WASHINGTON - President-elect Barack Obama has selected retired Navy Adm. Dennis C. Blair to serve as the nation's next intelligence director but has not concluded his search for someone to lead the CIA, according to government officials familiar with the selection process.
Blair's nomination would make him Obama's point person on an array of highly charged intelligence issues the incoming administration will inherit from President George W. Bush. Among them are the allocation of resources amid two wars, the operation of secret CIA prisons overseas, and the wiretapping of e-mail and calls that pass through the United States.
Officials close to the Obama transition team sent mixed signals on when the president-elect might announce Blair's appointment, prompting some members of Congress to issue statements on the nomination even before it has been made official.
Missouri Sen. Christopher S. Bond, the ranking Republican on the Senate Intelligence Committee, praised Blair's "long record of distinguished public service," and said the position called for a "strong leader who can work on equal footing with the Pentagon."
The confusion is the latest indication that the Obama team has struggled to assemble its intelligence team. Obama finished filling out the remainder of his Cabinet-level candidates yesterday before departing for a holiday vacation in Hawaii.
Rep. Hilda L. Solis, a California Democrat, was introduced as Obama's choice for labor secretary, and Obama introduced Rep. Ray LaHood, an Illinois Republican, as his nominee for transportation secretary.
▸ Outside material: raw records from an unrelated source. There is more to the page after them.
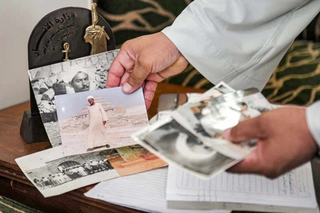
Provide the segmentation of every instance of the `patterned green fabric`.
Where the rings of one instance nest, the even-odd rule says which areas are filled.
[[[170,25],[192,0],[97,0],[119,46],[127,40]],[[308,39],[308,41],[301,39]],[[320,99],[320,15],[297,37],[262,91],[270,101],[308,106]],[[165,82],[208,89],[213,85],[191,65]]]
[[[110,25],[116,45],[161,31],[191,0],[98,0],[97,12]]]
[[[41,212],[5,197],[0,196],[0,212],[41,213]]]
[[[213,86],[191,65],[165,81],[198,89]],[[320,99],[320,43],[294,42],[262,93],[270,101],[282,104],[307,106]]]

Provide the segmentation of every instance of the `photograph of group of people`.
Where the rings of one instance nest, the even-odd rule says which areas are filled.
[[[42,189],[59,185],[93,174],[113,169],[108,160],[89,161],[88,163],[62,168],[58,167],[60,172],[49,174],[33,178],[33,182]]]

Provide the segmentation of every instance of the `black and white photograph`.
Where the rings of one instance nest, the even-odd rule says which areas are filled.
[[[15,161],[45,197],[120,176],[101,152],[64,157],[59,146]]]
[[[55,96],[106,88],[108,72],[119,50],[30,70],[29,78],[49,139],[61,145]]]
[[[181,106],[172,116],[207,146],[229,157],[240,159],[255,148],[257,140],[233,144],[223,138],[223,131],[272,108],[257,90],[250,89]]]
[[[238,162],[206,146],[175,120],[169,118],[159,121],[132,137],[169,164],[173,163],[205,178]]]
[[[55,97],[66,156],[135,144],[132,133],[149,124],[142,88],[118,87]]]

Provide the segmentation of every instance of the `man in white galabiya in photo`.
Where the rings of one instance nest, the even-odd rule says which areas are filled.
[[[88,121],[89,125],[87,136],[87,151],[92,151],[95,148],[105,146],[107,144],[107,134],[104,128],[106,122],[109,121],[107,113],[101,105],[95,103],[93,97],[87,97],[90,105],[88,107]]]

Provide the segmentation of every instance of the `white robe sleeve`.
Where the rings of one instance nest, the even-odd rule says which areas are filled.
[[[162,32],[213,84],[261,90],[319,11],[319,0],[196,0]]]
[[[320,147],[320,101],[307,107],[306,114],[309,130],[318,147]]]
[[[89,116],[89,110],[88,110],[88,125],[90,123],[90,116]]]

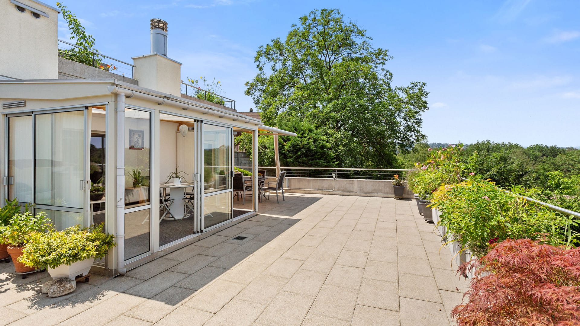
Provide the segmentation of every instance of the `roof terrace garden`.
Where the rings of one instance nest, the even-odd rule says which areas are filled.
[[[258,48],[260,120],[181,81],[165,20],[132,64],[27,3],[51,50],[0,65],[0,324],[580,323],[580,150],[426,144],[426,84],[340,10]],[[59,13],[74,44],[30,37]]]

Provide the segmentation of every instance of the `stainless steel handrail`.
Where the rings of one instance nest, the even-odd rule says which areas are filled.
[[[64,43],[65,44],[68,44],[69,45],[72,45],[72,46],[74,46],[75,48],[78,48],[79,49],[81,49],[84,50],[85,51],[87,51],[88,52],[90,52],[92,53],[94,53],[95,55],[97,55],[101,56],[102,57],[104,57],[106,58],[108,58],[108,59],[110,59],[111,60],[114,60],[115,61],[120,62],[121,63],[124,63],[125,64],[126,64],[126,65],[128,65],[128,66],[130,66],[131,67],[133,67],[133,68],[135,68],[135,67],[133,64],[131,64],[130,63],[129,63],[128,62],[125,62],[124,61],[121,61],[121,60],[120,60],[119,59],[115,59],[115,58],[114,58],[113,57],[110,57],[108,56],[106,56],[105,55],[103,55],[103,53],[99,53],[99,52],[96,52],[92,51],[91,50],[87,50],[86,49],[84,49],[83,48],[81,48],[81,47],[79,46],[78,45],[77,45],[76,44],[72,44],[72,43],[69,43],[69,42],[67,42],[66,41],[63,41],[62,39],[59,39],[58,41],[59,42],[62,42],[63,43]]]
[[[469,180],[469,179],[468,179],[467,178],[463,178],[463,177],[461,177],[461,179],[463,180]],[[574,212],[574,211],[570,211],[570,209],[566,209],[566,208],[562,208],[561,207],[560,207],[559,206],[556,206],[555,205],[552,205],[551,204],[548,204],[547,202],[543,202],[543,201],[542,201],[541,200],[538,200],[536,199],[534,199],[532,198],[530,198],[528,197],[522,195],[520,195],[519,194],[516,194],[515,193],[512,193],[512,191],[510,191],[509,190],[506,190],[505,189],[502,189],[502,190],[504,191],[505,191],[505,192],[506,192],[507,193],[516,195],[516,196],[518,196],[520,198],[523,198],[525,199],[525,200],[527,200],[528,201],[531,201],[532,202],[535,202],[535,203],[538,204],[539,205],[541,205],[542,206],[545,206],[546,207],[548,207],[550,209],[552,209],[552,211],[555,211],[556,212],[558,212],[559,213],[561,213],[563,214],[566,214],[567,215],[574,215],[574,216],[576,216],[577,218],[580,218],[580,213],[578,213],[578,212]]]

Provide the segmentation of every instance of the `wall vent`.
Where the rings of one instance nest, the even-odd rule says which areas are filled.
[[[3,102],[2,104],[2,108],[12,108],[13,107],[20,107],[21,106],[26,106],[26,101],[12,101],[11,102]]]

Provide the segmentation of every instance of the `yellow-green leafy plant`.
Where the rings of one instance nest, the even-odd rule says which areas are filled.
[[[572,217],[528,201],[493,182],[466,180],[441,186],[431,201],[441,211],[439,224],[451,234],[461,235],[454,241],[478,256],[487,253],[490,244],[506,239],[546,238],[554,245],[578,242],[577,234],[570,230],[575,224]]]
[[[32,232],[19,260],[29,267],[55,269],[89,258],[102,258],[115,244],[114,236],[103,232],[104,225],[84,229],[75,225],[62,231]]]
[[[421,199],[428,200],[432,193],[444,184],[460,182],[469,176],[469,163],[463,159],[463,144],[449,144],[447,147],[429,148],[429,158],[415,163],[417,171],[413,173],[411,184],[413,191]]]

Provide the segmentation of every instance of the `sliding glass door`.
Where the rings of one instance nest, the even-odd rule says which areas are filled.
[[[204,229],[232,218],[231,127],[204,125]]]
[[[58,230],[86,226],[86,110],[8,118],[8,195],[34,204]]]

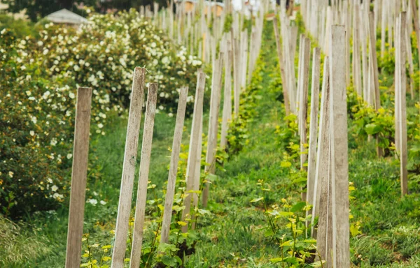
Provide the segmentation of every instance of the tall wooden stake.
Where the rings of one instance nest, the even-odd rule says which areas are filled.
[[[162,232],[160,234],[160,244],[167,243],[171,227],[171,218],[172,216],[172,205],[174,204],[174,195],[175,185],[176,184],[176,174],[178,173],[178,162],[179,161],[179,152],[181,151],[181,142],[182,141],[182,131],[183,128],[184,118],[187,105],[187,94],[188,87],[182,87],[179,91],[178,100],[178,112],[172,142],[172,153],[171,154],[171,163],[169,164],[169,173],[168,174],[168,184],[167,194],[164,198],[164,209],[162,220]]]
[[[346,31],[331,27],[331,181],[332,183],[332,248],[335,267],[350,267],[349,161],[346,87]]]
[[[210,118],[209,119],[209,134],[207,135],[207,151],[206,154],[206,171],[214,174],[216,171],[216,149],[217,148],[217,133],[218,128],[218,114],[220,105],[220,91],[222,87],[222,70],[223,69],[223,53],[220,53],[215,61],[215,70],[213,74],[211,97],[210,99]],[[209,188],[206,183],[203,190],[203,207],[207,206]]]
[[[188,162],[187,163],[187,188],[184,199],[186,208],[183,211],[182,220],[188,221],[191,218],[190,210],[191,208],[191,191],[194,186],[195,165],[197,148],[202,146],[199,144],[200,135],[202,135],[200,124],[202,124],[203,116],[203,97],[206,84],[206,74],[202,69],[198,69],[197,77],[197,88],[195,90],[195,100],[194,103],[194,114],[192,114],[192,125],[191,126],[191,137],[190,139],[190,151],[188,153]],[[183,232],[188,230],[188,225],[182,227]]]
[[[321,48],[314,48],[312,58],[312,88],[311,89],[311,119],[309,124],[309,149],[308,159],[308,174],[307,182],[307,200],[312,204],[314,201],[315,174],[316,172],[316,135],[318,133],[318,109],[319,107],[319,75],[321,73]],[[307,211],[312,215],[312,211]]]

Their names had been leaked earlier in the week.
Obama also named Ron Kirk, Dallas' former mayor, to be U.S. trade representative and Karen Mills, a Maine venture capitalist, to head the Small Business Administration.
All four appointments are subject to confirmation by the Senate.
In a 34-year career in the Navy, Blair served as head of the United States Pacific Command, and spent a year at the Central Intelligence Agency in the mid-1990s as the agency's first associate director of military support, a position created to bolster cooperation between the agency and the Pentagon.
Thomas Wilson, former head of the Defense Intelligence Agency, described Blair, a former Rhodes scholar, as "very smart, very knowledgeable and very decisive."